O günden bugüne, nerede bir kırlangıç yuvası görsem, hiç koku almayan burnum toprak kokusu hisseder…

Otuz beş yıl kadar önce bir söyleşi sırasında, dostum Necati Doğru  "zincari çorbasının tadından"  söz etti… Kendisini Adanalı biliyordum; bir Kafkas sözcüğünü nereden bildiğini sordum:

-Ahiska'dan göç etmiş atalarım, dedi…

-Benim atalarım sizden kuş uçuşu yüz kilometre kuzeyden Gori'den göç etme, diye yanıtladım.

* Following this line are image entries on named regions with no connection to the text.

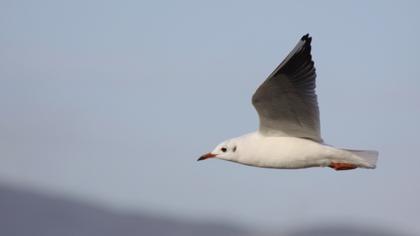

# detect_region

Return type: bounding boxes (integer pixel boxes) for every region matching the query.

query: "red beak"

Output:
[197,152,216,161]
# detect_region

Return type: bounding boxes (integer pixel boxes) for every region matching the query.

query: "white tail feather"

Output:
[345,149,379,169]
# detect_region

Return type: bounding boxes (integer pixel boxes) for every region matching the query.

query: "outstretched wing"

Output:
[252,34,322,142]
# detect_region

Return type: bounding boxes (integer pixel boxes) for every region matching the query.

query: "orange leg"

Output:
[329,162,357,170]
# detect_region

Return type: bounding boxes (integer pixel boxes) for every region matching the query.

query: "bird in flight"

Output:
[198,34,378,170]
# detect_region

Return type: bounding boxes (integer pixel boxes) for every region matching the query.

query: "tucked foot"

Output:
[328,162,357,170]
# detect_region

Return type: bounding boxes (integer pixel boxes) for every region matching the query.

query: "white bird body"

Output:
[225,131,374,169]
[198,35,378,170]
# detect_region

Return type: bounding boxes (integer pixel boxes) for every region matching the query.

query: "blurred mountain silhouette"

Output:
[0,186,414,236]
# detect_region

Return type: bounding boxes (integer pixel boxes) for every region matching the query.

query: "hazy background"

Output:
[0,0,420,234]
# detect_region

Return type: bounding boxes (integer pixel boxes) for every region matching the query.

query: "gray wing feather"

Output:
[252,34,322,142]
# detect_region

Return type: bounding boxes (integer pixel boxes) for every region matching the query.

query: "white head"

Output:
[197,139,239,161]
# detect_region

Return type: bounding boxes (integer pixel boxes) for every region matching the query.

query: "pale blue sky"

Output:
[0,1,420,233]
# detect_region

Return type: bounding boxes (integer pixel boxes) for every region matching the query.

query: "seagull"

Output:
[198,34,378,170]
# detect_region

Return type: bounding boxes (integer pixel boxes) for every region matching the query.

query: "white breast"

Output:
[235,132,341,168]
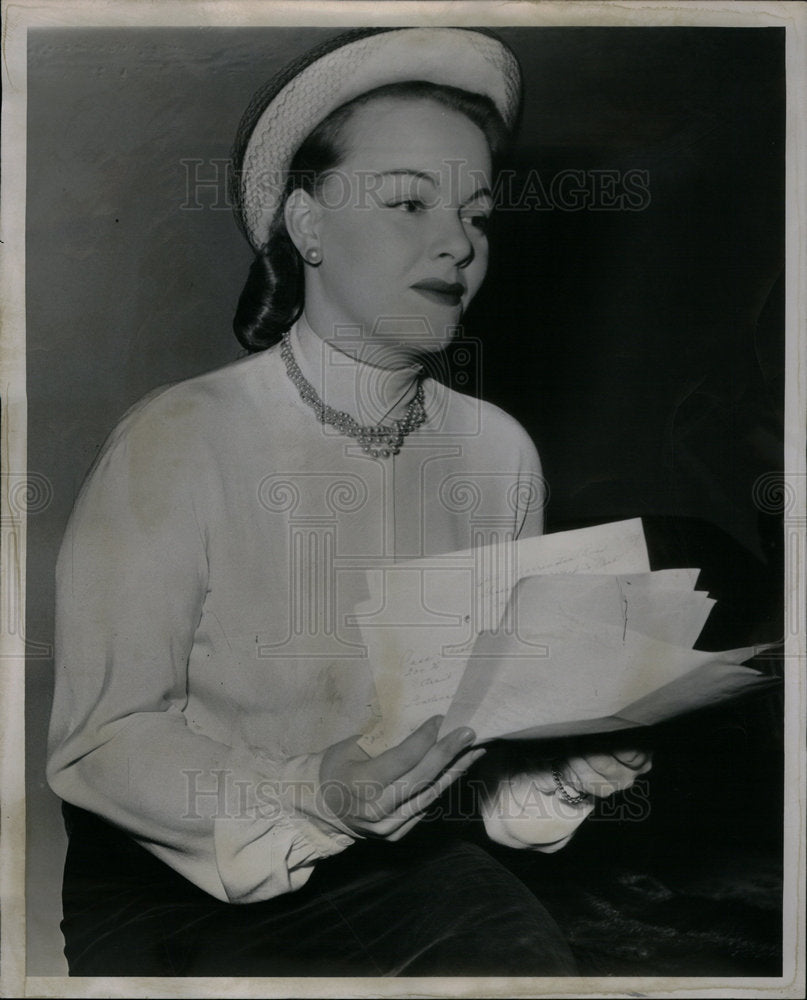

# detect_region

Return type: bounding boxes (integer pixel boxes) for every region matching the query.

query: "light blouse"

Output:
[48,320,590,903]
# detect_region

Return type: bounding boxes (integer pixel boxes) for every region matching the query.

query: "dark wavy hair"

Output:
[233,80,508,353]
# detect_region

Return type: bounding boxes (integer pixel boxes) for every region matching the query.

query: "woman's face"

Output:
[305,98,493,353]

Bir ortak sözcük ailece tanışmanın ilk adımı oldu… Sonra bir araya geldiğimizde Necati'nin annesi Billur Teyzenin Ahiska anılarını dinler olduk... On beş yıl kadar önce, "Köyümün toprağının kokusunu burnumda tütüyor" dediğinde,  Osman Dede'nin  sözünü anımsadım: "Kırlangıçlar doğdukları toprağın kokusuna unutmazlar!"

Billur Teyze'ye köyüne götüreceğimiz sözünü verdik… O zaman yaşı  yetmişti, şimdi seksen beş oldu.

Beş yaşında ayrıldığı toprakların kokusu her zaman tazeliğini korumuştu…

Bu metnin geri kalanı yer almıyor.